The indictment is not on the heads of the organisers, the artists, the gallery or its park. Rather it's on a culture that is still fairly new to the concept of visual art. Yes, of course rugby and cricket and soapies and other things that are easy to digest are much more popular than fine art, which can be alienating. In pre-colonial Africa, art was something made for utilitarian or religious use, and the concept of it being displayed in a space that exudes sacrosanctity, is still quite odd, to many (potential) patrons coming from every walk of life; be they from the stuffed-shirts quarter or where the homeless hang out.
I say all this somewhat sadly, but also kind of dispassionately. Johannesburg is not a stranger to the race horse/donkey syndrome. But having seen such enthusiastic initiatives take shape, grow with abandon and die very quickly, I believe that this is part of a hopeful process.

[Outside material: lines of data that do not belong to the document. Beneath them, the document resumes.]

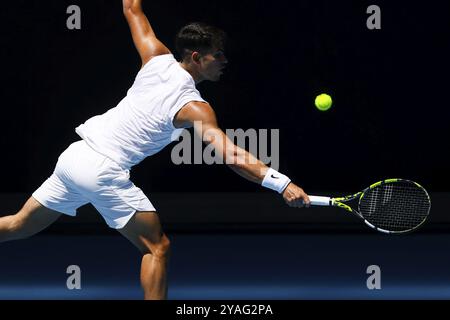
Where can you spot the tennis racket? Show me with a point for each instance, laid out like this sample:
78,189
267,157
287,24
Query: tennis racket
389,206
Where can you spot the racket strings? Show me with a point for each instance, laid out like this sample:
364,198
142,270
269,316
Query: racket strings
398,206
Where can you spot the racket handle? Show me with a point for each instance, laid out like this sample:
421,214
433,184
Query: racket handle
320,201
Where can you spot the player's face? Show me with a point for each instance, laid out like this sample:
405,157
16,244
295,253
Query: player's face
212,65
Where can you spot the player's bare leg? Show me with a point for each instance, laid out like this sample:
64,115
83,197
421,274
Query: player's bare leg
31,219
145,232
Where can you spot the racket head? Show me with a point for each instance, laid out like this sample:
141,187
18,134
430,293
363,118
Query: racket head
395,206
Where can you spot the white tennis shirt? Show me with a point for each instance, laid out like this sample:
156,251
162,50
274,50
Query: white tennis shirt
142,123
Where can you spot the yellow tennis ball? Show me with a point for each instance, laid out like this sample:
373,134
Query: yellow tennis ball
323,102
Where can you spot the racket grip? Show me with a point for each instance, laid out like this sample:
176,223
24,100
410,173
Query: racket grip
320,201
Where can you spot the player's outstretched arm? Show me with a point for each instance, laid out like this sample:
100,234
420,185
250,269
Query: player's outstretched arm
238,159
143,35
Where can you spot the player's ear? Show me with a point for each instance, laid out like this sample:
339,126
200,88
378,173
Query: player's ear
196,57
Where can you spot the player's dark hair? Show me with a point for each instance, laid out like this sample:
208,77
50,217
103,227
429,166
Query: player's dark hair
199,37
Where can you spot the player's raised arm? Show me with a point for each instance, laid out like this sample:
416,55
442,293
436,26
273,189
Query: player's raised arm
238,159
145,40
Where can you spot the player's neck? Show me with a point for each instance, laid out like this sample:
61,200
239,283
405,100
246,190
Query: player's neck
192,71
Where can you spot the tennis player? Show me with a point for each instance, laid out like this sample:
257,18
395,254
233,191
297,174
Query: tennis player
162,100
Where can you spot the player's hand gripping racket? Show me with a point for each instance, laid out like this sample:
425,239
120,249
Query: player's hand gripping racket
390,206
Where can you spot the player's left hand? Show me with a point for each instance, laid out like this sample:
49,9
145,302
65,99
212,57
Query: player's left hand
295,196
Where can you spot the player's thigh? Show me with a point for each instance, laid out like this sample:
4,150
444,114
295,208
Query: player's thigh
34,217
145,232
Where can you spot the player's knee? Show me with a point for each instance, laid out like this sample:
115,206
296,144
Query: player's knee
161,249
17,228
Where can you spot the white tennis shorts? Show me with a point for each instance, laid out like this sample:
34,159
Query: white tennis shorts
83,175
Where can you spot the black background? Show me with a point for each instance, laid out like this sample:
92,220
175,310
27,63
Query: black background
390,88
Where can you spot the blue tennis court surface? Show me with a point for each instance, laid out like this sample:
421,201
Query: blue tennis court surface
233,266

Will the JPP last its anticipated run for the public? It's difficult to say. But the larger picture is that it doesn't really matter. What does matter is the bumping and grinding in the night that goes on in spite of its apparent failure: the enthusiasm and thought processes that made the JPP possible. Despite the "This is Africa" cynicism and the horse and donkey tendencies, Johannesburg is still very much alive at the southern most tip of Africa, and its enthusiasm for the arts hasn't dimmed. Johannesburg's challenge is to narrow the gulf between those who understand and love visual culture, those who don't but could, and those who are still off "ivory towering" in the seeming distance.